Are you aware of antibiotic resistance? Do you know what it is?
Did you know?
80% of all antibiotic use in the United States are given to poultry and other livestock
- 29.9 Million pounds are used to give to livestock
- 7.7 million pounds are used to treat sick people
The Poultry Case Study
Americans today eat three times as much poultry as they did in 1960. Since most U.S. chickens are raised in large, crowded facilities, farmers feed them antibiotics to prevent disease as well as speed their growth. Antibiotics used as growth promoters make the chickens grow bigger faster, making the meat cheaper for the consumer.

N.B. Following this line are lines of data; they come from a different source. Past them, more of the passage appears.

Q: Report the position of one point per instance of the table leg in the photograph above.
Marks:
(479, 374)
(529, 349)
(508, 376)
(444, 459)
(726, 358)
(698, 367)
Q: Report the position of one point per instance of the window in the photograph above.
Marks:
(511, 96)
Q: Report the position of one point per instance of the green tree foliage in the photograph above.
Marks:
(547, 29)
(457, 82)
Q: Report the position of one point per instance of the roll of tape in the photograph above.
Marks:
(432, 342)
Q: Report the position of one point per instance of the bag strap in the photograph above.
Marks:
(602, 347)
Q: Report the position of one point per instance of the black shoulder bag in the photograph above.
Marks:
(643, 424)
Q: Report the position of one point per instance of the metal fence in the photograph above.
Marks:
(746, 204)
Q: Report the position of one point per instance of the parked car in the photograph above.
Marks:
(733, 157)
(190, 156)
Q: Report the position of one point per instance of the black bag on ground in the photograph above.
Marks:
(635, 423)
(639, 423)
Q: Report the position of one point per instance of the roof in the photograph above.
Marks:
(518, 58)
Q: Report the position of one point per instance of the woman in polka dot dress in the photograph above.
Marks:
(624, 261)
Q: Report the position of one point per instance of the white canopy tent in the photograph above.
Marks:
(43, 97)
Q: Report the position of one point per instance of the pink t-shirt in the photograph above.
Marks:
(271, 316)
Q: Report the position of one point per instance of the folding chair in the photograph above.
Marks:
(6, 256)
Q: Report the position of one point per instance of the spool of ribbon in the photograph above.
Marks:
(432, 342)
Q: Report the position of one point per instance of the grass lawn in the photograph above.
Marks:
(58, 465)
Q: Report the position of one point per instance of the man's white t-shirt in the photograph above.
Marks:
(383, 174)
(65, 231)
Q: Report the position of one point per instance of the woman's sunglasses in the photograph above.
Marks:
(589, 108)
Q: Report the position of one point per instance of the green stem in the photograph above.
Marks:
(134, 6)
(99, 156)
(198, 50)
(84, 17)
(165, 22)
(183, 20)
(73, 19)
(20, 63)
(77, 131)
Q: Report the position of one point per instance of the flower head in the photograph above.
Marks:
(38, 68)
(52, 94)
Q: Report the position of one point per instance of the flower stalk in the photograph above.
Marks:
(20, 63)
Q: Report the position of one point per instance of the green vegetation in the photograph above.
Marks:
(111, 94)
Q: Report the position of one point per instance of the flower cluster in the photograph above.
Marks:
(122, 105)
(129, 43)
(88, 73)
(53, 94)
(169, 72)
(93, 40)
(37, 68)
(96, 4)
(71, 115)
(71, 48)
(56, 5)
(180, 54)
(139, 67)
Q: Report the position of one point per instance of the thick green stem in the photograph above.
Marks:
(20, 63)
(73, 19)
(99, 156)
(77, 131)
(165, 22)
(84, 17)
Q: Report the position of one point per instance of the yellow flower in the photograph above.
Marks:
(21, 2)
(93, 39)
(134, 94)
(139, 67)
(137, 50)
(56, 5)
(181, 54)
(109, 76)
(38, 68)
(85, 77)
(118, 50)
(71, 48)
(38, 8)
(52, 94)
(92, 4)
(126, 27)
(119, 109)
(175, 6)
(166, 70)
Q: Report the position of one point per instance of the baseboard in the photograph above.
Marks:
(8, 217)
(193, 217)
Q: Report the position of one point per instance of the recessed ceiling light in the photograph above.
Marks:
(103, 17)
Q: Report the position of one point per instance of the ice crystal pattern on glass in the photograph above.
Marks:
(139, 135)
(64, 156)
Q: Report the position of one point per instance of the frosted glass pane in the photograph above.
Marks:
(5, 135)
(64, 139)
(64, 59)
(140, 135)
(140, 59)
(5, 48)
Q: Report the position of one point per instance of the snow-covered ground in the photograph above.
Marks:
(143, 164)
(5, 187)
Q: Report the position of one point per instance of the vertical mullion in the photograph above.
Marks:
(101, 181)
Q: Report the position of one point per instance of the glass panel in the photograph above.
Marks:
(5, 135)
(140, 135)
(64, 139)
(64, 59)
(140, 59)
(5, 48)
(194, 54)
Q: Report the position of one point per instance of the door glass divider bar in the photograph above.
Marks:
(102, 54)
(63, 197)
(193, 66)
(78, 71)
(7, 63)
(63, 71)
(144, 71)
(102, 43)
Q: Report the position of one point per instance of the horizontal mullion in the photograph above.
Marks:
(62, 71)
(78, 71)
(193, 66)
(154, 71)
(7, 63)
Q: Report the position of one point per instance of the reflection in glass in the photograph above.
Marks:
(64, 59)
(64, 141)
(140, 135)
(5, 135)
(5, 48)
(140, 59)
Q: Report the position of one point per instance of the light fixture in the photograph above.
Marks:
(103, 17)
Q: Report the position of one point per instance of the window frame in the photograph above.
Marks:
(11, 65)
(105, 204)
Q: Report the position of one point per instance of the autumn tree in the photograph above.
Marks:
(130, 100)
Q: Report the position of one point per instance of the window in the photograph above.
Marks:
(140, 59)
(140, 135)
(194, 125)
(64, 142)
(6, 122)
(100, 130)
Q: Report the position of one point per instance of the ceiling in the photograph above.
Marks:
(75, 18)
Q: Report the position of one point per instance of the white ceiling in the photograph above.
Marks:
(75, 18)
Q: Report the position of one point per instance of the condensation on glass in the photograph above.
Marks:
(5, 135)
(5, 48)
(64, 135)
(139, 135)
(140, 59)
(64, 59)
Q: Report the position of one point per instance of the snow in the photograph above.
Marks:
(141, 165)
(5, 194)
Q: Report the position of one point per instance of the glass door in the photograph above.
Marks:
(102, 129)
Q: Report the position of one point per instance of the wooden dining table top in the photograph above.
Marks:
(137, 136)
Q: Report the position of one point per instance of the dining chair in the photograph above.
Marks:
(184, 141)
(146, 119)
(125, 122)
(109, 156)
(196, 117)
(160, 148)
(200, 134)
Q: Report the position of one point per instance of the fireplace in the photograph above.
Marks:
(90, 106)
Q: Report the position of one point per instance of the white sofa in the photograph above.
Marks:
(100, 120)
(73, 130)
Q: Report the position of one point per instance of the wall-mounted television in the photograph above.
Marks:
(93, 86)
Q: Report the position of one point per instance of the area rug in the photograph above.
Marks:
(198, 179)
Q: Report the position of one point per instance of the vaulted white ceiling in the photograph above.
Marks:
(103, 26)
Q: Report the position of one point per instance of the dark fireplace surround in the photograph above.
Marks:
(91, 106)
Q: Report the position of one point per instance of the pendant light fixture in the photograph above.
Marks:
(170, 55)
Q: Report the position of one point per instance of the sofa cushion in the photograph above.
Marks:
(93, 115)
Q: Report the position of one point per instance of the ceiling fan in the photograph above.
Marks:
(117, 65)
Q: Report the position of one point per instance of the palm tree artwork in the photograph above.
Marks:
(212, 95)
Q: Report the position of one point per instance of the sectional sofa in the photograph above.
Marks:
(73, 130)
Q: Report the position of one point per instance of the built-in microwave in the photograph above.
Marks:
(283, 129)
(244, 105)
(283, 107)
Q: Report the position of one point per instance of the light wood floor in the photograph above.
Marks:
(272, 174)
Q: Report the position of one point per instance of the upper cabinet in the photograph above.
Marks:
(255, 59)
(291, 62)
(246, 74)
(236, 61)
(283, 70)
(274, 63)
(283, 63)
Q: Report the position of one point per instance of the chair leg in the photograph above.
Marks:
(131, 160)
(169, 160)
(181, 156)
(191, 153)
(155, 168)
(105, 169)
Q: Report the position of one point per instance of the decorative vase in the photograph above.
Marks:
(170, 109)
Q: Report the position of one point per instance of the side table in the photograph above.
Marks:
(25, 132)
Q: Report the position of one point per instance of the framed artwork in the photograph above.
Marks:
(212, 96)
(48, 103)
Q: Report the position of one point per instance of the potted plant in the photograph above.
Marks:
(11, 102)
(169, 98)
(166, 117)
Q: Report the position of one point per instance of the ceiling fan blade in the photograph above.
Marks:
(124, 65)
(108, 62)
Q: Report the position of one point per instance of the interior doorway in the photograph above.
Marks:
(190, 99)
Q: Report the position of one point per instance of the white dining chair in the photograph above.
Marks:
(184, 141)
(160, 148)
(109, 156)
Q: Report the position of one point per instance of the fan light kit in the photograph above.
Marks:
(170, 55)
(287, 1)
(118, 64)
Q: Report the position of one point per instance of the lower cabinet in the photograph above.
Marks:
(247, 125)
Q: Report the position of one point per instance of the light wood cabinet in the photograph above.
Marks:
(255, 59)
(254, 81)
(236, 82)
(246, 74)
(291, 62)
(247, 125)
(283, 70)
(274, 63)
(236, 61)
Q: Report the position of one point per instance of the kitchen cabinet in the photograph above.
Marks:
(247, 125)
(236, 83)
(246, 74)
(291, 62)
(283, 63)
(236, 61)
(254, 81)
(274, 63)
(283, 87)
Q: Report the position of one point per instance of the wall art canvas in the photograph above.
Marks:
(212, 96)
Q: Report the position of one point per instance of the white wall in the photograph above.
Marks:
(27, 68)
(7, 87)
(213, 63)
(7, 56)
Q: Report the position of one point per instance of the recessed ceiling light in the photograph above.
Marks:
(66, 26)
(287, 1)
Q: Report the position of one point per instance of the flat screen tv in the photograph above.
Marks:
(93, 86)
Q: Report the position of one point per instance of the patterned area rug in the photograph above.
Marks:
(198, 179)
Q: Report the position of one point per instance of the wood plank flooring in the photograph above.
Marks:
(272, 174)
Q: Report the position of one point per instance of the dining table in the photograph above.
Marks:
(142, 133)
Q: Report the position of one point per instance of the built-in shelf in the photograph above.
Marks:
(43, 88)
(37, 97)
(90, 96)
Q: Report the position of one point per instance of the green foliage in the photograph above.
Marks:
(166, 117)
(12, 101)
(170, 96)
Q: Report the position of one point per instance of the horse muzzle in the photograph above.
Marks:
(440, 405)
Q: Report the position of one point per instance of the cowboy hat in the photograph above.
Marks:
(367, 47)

- In 1960 it took 63 days to grow a 3.4 pound broiler at $3.24 a pound*
- In 2011 it took 47 days to grow a 5.4 pound broiler at $1.29 a pound
*2011 dollars, adjusted for inflation
How resistance Develops and Spreads
1. Antibiotics can be given to livestock in their feed or sprayed on them, to be ingested when the animals groom themselves.
3. The bacteria causing an infection are usually not resistant to drugs. But some of them can be naturally drug resistant. When antibiotics kill the nonresistant bacteria- the resistant one-the superbugs-can flourish. 53% of grocery store chicken sampled in a 2013 study had E. coli.
4. Superbugs can be passed to humans in many ways. Farmworkers often have direct contact with animals. Drug-resistant bacteria can linger on improperly cooked meat. Fertilizer or water containing animal feces can spread superbugs to food crops.
The really scary thing is that only 7% of some 400 antibiotic drugs given to livestock have been reviewed by the FDA.